No es, pues, de extrañar, que con testimonios tan extraordinarios, la auténtica historia se mitificara, contribuyendo a ello poetas, escritores e historiadores que con sus fantásticas descripciones divulgaron universalmente su fama. Tampoco hay que olvidar que estando considerada como el paraíso terrenal, subyugara el pensamiento de científicos como Pierre Terrier, que acaba animando a románticos y soñadores, porque la ciencia no condena a los enamorados de las bellas leyendas por creer que las cimas emergidas son las del continente hundido y que con el Teide por bandera preside el archipiélago canario.
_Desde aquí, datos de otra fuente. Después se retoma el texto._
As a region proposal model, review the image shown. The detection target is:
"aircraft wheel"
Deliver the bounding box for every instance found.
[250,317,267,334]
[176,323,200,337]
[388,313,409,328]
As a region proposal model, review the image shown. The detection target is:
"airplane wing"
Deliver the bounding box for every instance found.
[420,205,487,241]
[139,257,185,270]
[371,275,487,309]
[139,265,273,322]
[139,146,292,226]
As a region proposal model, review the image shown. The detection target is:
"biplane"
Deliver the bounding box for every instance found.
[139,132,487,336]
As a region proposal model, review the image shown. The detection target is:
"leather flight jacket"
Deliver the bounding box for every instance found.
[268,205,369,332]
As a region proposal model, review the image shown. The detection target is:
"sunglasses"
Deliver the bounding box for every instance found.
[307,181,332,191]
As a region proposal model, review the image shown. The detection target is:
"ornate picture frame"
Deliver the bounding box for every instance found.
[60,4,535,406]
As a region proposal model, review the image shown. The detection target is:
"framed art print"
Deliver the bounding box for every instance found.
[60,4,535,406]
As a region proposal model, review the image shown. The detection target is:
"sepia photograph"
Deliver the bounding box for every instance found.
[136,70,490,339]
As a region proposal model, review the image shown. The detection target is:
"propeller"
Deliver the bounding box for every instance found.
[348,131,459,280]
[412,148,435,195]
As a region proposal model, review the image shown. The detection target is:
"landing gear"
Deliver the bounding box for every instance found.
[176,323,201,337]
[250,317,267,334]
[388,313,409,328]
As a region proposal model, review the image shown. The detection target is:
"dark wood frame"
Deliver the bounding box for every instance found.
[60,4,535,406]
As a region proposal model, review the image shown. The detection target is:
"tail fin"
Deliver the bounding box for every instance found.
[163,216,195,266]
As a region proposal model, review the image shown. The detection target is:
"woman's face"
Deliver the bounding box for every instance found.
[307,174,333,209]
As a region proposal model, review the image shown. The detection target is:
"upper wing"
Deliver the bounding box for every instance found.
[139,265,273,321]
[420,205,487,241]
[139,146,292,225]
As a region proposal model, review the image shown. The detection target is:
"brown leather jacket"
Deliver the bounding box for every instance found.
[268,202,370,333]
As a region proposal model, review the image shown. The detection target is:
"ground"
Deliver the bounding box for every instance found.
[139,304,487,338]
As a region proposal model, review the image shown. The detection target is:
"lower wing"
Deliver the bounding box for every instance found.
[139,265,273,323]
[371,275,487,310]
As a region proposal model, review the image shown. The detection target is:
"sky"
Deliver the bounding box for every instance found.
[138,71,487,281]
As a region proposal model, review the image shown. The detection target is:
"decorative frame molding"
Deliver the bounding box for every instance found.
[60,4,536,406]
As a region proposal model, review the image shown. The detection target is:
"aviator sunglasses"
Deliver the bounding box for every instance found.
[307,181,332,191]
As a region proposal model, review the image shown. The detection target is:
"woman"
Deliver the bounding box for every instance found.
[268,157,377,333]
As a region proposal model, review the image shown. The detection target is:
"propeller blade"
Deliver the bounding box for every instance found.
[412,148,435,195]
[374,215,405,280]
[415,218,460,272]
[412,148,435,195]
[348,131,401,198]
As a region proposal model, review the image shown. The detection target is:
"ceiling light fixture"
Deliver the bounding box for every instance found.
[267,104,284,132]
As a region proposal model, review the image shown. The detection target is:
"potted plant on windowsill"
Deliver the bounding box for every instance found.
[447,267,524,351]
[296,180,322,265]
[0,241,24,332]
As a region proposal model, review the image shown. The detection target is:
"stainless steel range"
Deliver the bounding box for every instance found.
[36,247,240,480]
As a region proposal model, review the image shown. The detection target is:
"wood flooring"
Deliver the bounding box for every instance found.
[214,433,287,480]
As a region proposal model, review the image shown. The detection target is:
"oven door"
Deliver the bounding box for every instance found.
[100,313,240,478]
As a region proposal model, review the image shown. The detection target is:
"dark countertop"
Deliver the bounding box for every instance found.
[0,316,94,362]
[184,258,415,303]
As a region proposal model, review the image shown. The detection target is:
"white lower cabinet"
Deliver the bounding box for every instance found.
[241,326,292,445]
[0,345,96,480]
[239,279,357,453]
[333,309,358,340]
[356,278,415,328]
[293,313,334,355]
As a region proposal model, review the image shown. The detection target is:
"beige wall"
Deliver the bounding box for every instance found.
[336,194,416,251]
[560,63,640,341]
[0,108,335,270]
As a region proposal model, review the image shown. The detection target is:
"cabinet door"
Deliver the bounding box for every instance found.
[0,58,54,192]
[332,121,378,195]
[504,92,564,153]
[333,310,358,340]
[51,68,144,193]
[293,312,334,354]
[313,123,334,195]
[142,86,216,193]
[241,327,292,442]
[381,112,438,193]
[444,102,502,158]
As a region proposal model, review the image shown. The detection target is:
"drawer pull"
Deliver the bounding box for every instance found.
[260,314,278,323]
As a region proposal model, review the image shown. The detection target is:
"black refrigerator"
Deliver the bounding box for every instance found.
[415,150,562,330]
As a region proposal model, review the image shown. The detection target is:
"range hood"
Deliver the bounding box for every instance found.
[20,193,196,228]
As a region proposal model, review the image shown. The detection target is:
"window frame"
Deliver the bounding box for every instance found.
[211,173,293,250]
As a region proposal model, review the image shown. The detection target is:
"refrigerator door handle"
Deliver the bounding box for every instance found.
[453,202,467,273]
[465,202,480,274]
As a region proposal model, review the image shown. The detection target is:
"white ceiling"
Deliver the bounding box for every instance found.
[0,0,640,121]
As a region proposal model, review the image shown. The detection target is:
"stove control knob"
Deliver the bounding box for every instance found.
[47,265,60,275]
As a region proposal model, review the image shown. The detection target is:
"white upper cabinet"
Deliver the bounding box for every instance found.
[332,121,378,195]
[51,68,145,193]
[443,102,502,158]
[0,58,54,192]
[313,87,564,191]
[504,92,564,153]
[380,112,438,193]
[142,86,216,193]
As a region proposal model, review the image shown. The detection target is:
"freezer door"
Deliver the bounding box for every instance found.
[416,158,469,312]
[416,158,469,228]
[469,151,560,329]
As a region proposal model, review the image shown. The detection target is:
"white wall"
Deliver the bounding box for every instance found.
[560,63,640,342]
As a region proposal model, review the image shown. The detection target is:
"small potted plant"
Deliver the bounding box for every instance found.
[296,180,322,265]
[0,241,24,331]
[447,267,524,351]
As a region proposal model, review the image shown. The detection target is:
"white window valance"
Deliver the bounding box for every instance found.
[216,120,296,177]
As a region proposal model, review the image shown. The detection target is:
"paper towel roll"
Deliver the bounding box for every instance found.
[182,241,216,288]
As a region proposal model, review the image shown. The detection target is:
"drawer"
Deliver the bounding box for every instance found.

Desde la mansión de los dioses, el gran Olimpo auspició a los elegidos para prodigar sus mitos: Homero sitúa los Campos Elíseos adonde eran conducidas las almas de los héroes muertos; Horacio, la tierra donde sin necesidad de arado produce pan y todo género de frutos; Virgilio, que en su cielo puro y esplendoroso baña los campos con luz purpúrea; Luciano, que su temperatura es incomparable y donde reina una eterna primavera; Herodoto señala que allí termina el mundo, donde está el Jardín de las Hespérides que produce manzanas de oro celosamente guardadas por un dragón; Hesíodo, que el archipiélago Afortunado; Plutarco, que las benéficas lluvias mantienen un suelo fértil capaz de sostener a un pueblo ocioso, sin obviar a Platón y toda una célebre pléyade que durante siglos ha cautivado al mundo con sus referencias de fábula, leyenda y mitología.
Pero atrás quedan las viejas edades, época en que el naturalista romano Plinio en el siglo I de nuestra era se hace eco de la expedición del rey Juba II de Mauritania, a la que siguieron fenicios, persas, cartagineses, egipcios, griegos y romanos…y tantos otros viajes aventureros.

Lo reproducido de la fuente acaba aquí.